Now, coming to your first question, on expanding both logarithms, we get a general term in the form
$(-1)^{r - 1} \frac{f(x)^r}{r}$ where f(x) is $x^3$ in the first expansion and f(x) is $x$ in the second expansion.
What we need is coefficients of $x^n$. On comparing powers of x from both expansions, these terms are given when $3r = n$ and when $r = n$ this is because both expansions give infinitely many terms with the respective general forms so at any point where the powers of x in the general forms of each expansion is equal to  n (the required power) the terms that are formed are the required terms.
When $r = n$, the coefficient of $x^n$ is taken from the $\ln (1 + x)$ series and that term is $(-1)^n \frac{1}{n}$. And, when $r = \frac{n}{3}$ then we get another term from the other expansion.
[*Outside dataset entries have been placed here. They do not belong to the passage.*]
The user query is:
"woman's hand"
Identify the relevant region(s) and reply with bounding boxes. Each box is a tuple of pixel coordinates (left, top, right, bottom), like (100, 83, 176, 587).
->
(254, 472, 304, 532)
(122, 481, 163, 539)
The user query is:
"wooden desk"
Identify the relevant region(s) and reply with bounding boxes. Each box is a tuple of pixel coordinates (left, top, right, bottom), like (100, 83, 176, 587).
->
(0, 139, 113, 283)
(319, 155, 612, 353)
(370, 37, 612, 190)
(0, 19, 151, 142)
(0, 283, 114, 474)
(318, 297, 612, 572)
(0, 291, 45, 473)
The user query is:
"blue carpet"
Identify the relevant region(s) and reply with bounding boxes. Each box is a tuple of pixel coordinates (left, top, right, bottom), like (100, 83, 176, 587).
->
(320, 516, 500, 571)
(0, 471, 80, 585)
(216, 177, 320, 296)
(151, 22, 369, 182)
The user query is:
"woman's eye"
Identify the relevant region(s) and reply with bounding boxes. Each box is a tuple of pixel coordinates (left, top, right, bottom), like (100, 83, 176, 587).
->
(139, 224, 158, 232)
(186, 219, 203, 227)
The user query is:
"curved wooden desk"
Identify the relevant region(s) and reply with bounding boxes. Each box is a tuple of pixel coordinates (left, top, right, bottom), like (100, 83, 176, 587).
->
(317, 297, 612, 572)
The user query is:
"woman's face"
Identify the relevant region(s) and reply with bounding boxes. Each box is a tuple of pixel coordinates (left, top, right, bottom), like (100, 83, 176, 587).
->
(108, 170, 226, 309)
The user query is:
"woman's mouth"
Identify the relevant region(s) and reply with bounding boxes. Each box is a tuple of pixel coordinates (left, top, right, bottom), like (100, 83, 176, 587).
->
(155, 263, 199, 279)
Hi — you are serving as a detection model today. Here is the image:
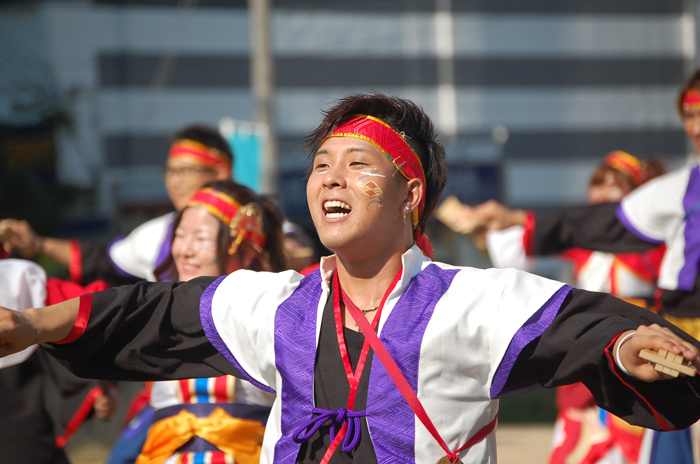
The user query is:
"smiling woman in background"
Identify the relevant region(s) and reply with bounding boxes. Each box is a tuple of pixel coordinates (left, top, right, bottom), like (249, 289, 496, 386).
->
(106, 180, 284, 464)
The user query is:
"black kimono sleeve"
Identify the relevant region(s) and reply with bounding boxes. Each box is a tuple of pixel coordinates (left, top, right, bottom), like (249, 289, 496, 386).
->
(502, 288, 700, 431)
(532, 203, 657, 255)
(42, 278, 240, 382)
(532, 203, 700, 314)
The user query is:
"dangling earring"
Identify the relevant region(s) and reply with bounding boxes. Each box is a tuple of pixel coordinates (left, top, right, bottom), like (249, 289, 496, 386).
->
(402, 206, 409, 225)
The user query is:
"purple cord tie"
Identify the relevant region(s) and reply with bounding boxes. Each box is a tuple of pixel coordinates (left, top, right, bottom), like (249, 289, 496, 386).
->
(292, 407, 367, 452)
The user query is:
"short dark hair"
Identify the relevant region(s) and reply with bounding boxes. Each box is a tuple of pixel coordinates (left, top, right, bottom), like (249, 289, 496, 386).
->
(304, 93, 447, 230)
(171, 124, 234, 166)
(676, 68, 700, 117)
(155, 180, 286, 281)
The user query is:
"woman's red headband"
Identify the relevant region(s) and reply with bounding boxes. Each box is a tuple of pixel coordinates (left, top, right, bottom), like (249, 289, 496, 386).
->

Now, this term is only possible if n is a multiple of 3 as all powers are integral in nature.
So, we have two cases:

*

*If n is a multiple of 3:

Here, we have two appropriate coefficients which we add to get the final answer (when r = n and r = $\frac{n}{3}$):
$(-1)^\frac{n - 3}{3} \frac{3}{n} - (-1)^{n - 1} \frac{1}{n}$


*If n is not a multiple of three, only the first expansion provides us with a term that is the coefficient of $x^n$:

$(-1)^{n - 1} \frac{1}{n}$
In summary, we are looking for cases in which r (the index number of the term in the expansion) which is what the power of the $x$ term depends on gives a power of x that is = n. Now this relation between r and the power of x can vary between series and all we're looking for is cases where the power (in terms of r) = n.
Hence, we can replace r by n in the first series (where the power of x = r which we need to be = n) but in the second series, the power of x = 3r which should be = n so we need to replace 3r by n or when $r = \frac{n}{3}$.
[Side Note: I believe the expansion formula's general term as described by you [in the b part of your question] is slightly inaccurate considering that the power of -1 is r - 1 and not r as the general expansion has the 1st term with a +1 ahead of it and the second term with a -1 ahead of it and so on. So the rth term will have a $(-1)^{r - 1}$ ahead of it]
[Side Note 2: The power of -1 can be expressed as r - 1 or r + 1 because we just need to change the sign based on the index]